Background: I am trying to program a random name generator for project working titles, using the approach outlined here, by extracting graphemes from these downloadable free corpus samples and feeding it to some kind of markov chain.
UPDATE:
I used the Wikipedia list as suggested by @tchrist and the free COCA sample corpus referenced above. The approach worked quite well for my purposes.
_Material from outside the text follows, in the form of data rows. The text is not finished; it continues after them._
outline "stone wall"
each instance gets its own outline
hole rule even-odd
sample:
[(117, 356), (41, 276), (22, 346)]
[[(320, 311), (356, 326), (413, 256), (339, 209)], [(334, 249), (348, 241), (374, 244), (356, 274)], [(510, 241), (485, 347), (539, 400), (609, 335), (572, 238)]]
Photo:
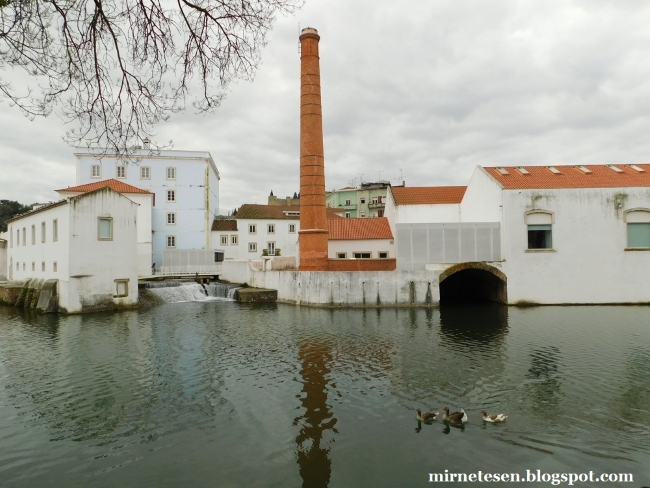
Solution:
[(440, 270), (257, 271), (245, 261), (224, 261), (220, 279), (278, 291), (278, 301), (296, 305), (437, 306)]

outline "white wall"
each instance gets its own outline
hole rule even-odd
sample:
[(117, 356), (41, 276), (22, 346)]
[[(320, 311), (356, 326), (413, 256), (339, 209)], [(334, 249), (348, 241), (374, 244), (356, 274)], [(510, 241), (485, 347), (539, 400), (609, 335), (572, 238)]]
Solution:
[[(53, 240), (53, 221), (57, 220), (58, 240)], [(45, 222), (45, 242), (41, 234), (41, 224)], [(32, 244), (32, 225), (36, 231)], [(68, 279), (70, 245), (70, 209), (67, 203), (62, 203), (40, 212), (27, 215), (8, 224), (7, 260), (11, 271), (8, 278), (24, 281), (32, 278), (39, 279)], [(25, 229), (26, 241), (23, 240)], [(20, 232), (20, 241), (17, 233)], [(42, 263), (45, 262), (45, 271)], [(54, 263), (57, 271), (54, 271)], [(34, 270), (32, 271), (32, 263)]]
[[(257, 226), (255, 234), (248, 233), (249, 224)], [(275, 233), (268, 233), (268, 225), (275, 226)], [(295, 232), (289, 232), (289, 225), (295, 226)], [(266, 249), (268, 242), (275, 242), (275, 248), (280, 249), (281, 256), (298, 256), (298, 231), (300, 230), (299, 219), (237, 219), (237, 231), (213, 231), (212, 243), (215, 248), (223, 249), (226, 259), (248, 260), (259, 259), (262, 251)], [(227, 235), (228, 245), (221, 244), (221, 236)], [(230, 244), (230, 236), (238, 236), (238, 244)], [(248, 251), (248, 243), (257, 244), (256, 252)]]
[(347, 253), (347, 259), (354, 258), (355, 252), (370, 252), (371, 259), (379, 259), (380, 252), (387, 252), (388, 258), (395, 259), (393, 239), (329, 240), (327, 243), (327, 257), (336, 259), (336, 253), (338, 252)]
[[(623, 217), (626, 209), (650, 208), (647, 188), (507, 190), (503, 202), (510, 303), (650, 302), (650, 251), (625, 250)], [(554, 213), (552, 251), (527, 250), (524, 213), (535, 208)]]
[[(59, 191), (58, 193), (63, 198), (75, 197), (82, 194), (82, 192), (65, 190)], [(151, 265), (153, 263), (151, 219), (153, 216), (154, 196), (150, 193), (123, 193), (122, 195), (138, 204), (138, 276), (151, 276)]]
[(461, 221), (501, 222), (501, 193), (501, 185), (477, 166), (460, 204)]
[[(59, 290), (68, 313), (138, 303), (138, 205), (109, 188), (71, 200), (69, 281)], [(98, 218), (113, 219), (113, 238), (98, 239)], [(115, 297), (116, 279), (129, 280), (129, 294)]]
[[(116, 178), (116, 165), (122, 164), (113, 155), (102, 155), (97, 160), (86, 151), (75, 153), (77, 184)], [(209, 152), (205, 151), (139, 151), (139, 163), (128, 164), (122, 181), (155, 193), (152, 216), (152, 261), (162, 264), (162, 251), (167, 247), (167, 236), (176, 237), (177, 249), (205, 249), (214, 247), (210, 241), (210, 227), (219, 205), (219, 175)], [(91, 177), (91, 166), (100, 164), (101, 178)], [(150, 168), (150, 178), (142, 179), (140, 168)], [(167, 167), (176, 168), (176, 179), (167, 179)], [(176, 202), (167, 202), (167, 190), (176, 191)], [(167, 213), (176, 213), (176, 224), (167, 224)], [(151, 263), (149, 263), (151, 266)]]
[[(0, 232), (0, 239), (9, 237), (4, 232)], [(7, 279), (7, 253), (9, 249), (9, 241), (4, 242), (0, 240), (0, 281), (5, 281)]]

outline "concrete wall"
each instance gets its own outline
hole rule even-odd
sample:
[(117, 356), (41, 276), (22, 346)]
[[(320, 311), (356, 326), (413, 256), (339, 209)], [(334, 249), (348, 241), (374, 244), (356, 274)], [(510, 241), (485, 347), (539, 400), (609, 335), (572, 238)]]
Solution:
[(440, 272), (255, 271), (245, 261), (227, 261), (220, 278), (277, 290), (279, 301), (297, 305), (435, 306)]
[[(650, 188), (503, 195), (503, 272), (510, 303), (650, 302), (650, 250), (626, 250), (624, 221), (625, 210), (650, 208)], [(528, 250), (525, 212), (533, 209), (553, 213), (550, 250)]]
[[(2, 235), (4, 236), (5, 234)], [(0, 281), (7, 279), (7, 247), (9, 247), (9, 242), (0, 238)]]

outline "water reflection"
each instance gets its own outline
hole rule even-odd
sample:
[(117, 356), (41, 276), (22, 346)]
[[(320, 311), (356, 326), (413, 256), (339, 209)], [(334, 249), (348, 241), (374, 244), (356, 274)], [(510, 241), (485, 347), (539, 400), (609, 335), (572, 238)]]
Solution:
[(559, 372), (560, 350), (555, 346), (534, 349), (530, 353), (530, 368), (526, 378), (525, 391), (531, 400), (529, 406), (536, 410), (537, 415), (552, 415), (556, 417), (560, 402)]
[(326, 345), (303, 340), (298, 344), (298, 358), (303, 384), (300, 402), (305, 409), (294, 420), (294, 425), (301, 426), (296, 436), (298, 469), (304, 488), (325, 488), (332, 474), (329, 444), (334, 442), (332, 434), (338, 433), (327, 403), (332, 354)]

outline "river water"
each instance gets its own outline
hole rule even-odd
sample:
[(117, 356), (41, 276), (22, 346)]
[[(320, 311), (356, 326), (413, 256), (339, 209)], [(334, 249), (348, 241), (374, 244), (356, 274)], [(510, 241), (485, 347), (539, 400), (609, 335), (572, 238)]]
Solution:
[[(444, 470), (631, 473), (579, 486), (650, 486), (649, 317), (0, 308), (0, 486), (419, 487)], [(415, 419), (443, 406), (468, 412), (464, 429)], [(509, 421), (485, 424), (482, 408)]]

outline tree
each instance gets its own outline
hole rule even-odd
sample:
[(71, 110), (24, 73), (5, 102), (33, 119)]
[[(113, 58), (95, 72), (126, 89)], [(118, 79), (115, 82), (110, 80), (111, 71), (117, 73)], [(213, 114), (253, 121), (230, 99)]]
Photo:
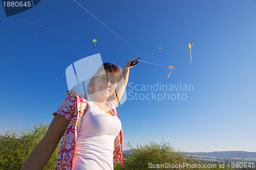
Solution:
[[(0, 169), (20, 169), (26, 159), (46, 133), (49, 124), (36, 123), (33, 127), (1, 133)], [(53, 169), (60, 143), (45, 169)]]

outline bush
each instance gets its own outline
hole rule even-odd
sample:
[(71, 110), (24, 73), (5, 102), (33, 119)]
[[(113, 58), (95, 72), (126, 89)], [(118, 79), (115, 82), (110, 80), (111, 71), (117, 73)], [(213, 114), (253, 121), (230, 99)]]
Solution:
[[(204, 164), (212, 164), (209, 162), (203, 162), (200, 160), (193, 159), (193, 156), (188, 156), (180, 150), (176, 151), (170, 143), (162, 142), (157, 144), (153, 141), (148, 141), (142, 145), (137, 145), (135, 149), (130, 142), (127, 144), (132, 148), (131, 152), (124, 153), (123, 162), (125, 168), (118, 162), (114, 165), (115, 170), (137, 169), (202, 169)], [(191, 166), (184, 166), (181, 167), (178, 165), (190, 164)], [(176, 165), (175, 166), (172, 166)], [(193, 166), (197, 165), (196, 167)], [(200, 165), (200, 167), (199, 167)], [(207, 169), (231, 169), (227, 167), (221, 168), (217, 164), (216, 168), (205, 168)]]
[[(41, 140), (49, 126), (46, 123), (35, 124), (33, 127), (23, 128), (1, 133), (0, 169), (20, 169), (26, 159)], [(44, 169), (53, 169), (60, 143)]]

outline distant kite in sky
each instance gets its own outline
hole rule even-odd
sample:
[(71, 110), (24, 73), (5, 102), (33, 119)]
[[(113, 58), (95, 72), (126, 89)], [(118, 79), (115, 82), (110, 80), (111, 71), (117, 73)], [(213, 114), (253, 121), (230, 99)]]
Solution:
[(95, 44), (95, 47), (96, 47), (96, 42), (97, 41), (97, 40), (96, 39), (94, 39), (93, 41), (94, 42), (94, 44)]
[[(190, 62), (191, 62), (191, 60), (192, 60), (192, 57), (191, 57), (191, 47), (192, 47), (192, 45), (193, 45), (193, 44), (191, 43), (191, 42), (189, 43), (189, 44), (188, 45), (187, 45), (187, 46), (188, 46), (189, 48), (190, 48)], [(189, 62), (189, 63), (190, 63), (190, 62)]]
[(170, 72), (172, 72), (172, 68), (174, 68), (174, 69), (175, 68), (175, 67), (173, 65), (168, 67), (168, 68), (170, 68), (170, 73), (169, 73), (169, 76), (168, 76), (167, 78), (168, 78), (169, 76), (170, 76)]

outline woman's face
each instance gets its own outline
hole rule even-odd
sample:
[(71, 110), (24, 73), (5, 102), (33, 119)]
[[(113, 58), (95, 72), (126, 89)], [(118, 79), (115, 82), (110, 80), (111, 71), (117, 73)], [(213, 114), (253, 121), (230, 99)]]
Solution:
[(95, 92), (96, 95), (100, 98), (107, 99), (115, 91), (116, 87), (117, 82), (113, 76), (112, 72), (107, 72), (108, 76), (104, 70), (99, 74), (99, 76), (94, 79), (95, 84)]

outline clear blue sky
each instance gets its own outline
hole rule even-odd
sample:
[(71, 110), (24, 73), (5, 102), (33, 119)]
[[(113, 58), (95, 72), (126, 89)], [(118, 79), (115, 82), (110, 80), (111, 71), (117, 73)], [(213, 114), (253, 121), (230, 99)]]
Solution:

Here is a small random set of generated words for anyone interested:
Wanstasy, Indricis, Voformer, Colutove, Ingerstr, Tottione, Lspheres,
Umandsam, Extivelo, Pironoba, Zofiropr, Bingernt, Kitleron, Viewinef,
Juntialt, Enabbyth, Uplpofor, Everopeo, Heventri, Ntozzler, Buncener,
Granalse, Nocosacc, Randeren, Randantu, Caredyou, Ftedowla, Ncesnarr,
Ulilkien, Factitur, Grontoft, Noughtoo, Lackeded, Zofricsp, Viewedon,
Tuartand, Dossions, Kifreaps, Xicatage, Evertsom, Emorever, Manksgis,
Ponkiold, Nsualina, Atofficl, Mallitsi, Spmethir, Dayspeed, Anditout,
Xatofrse, Izamedoo, Bupleati, Plitteni, Failitha, Hinglood, Dcoveyou,
If you look at the various spellings for each given phoneme listed in Wikipedia’s section on “Sound to Spelling Correspondences” in their article on English Orthography, this may help.
I’ve looked at both your PDF sources: the Wikipedia section is better than either of those. Your task is harder than you may realize.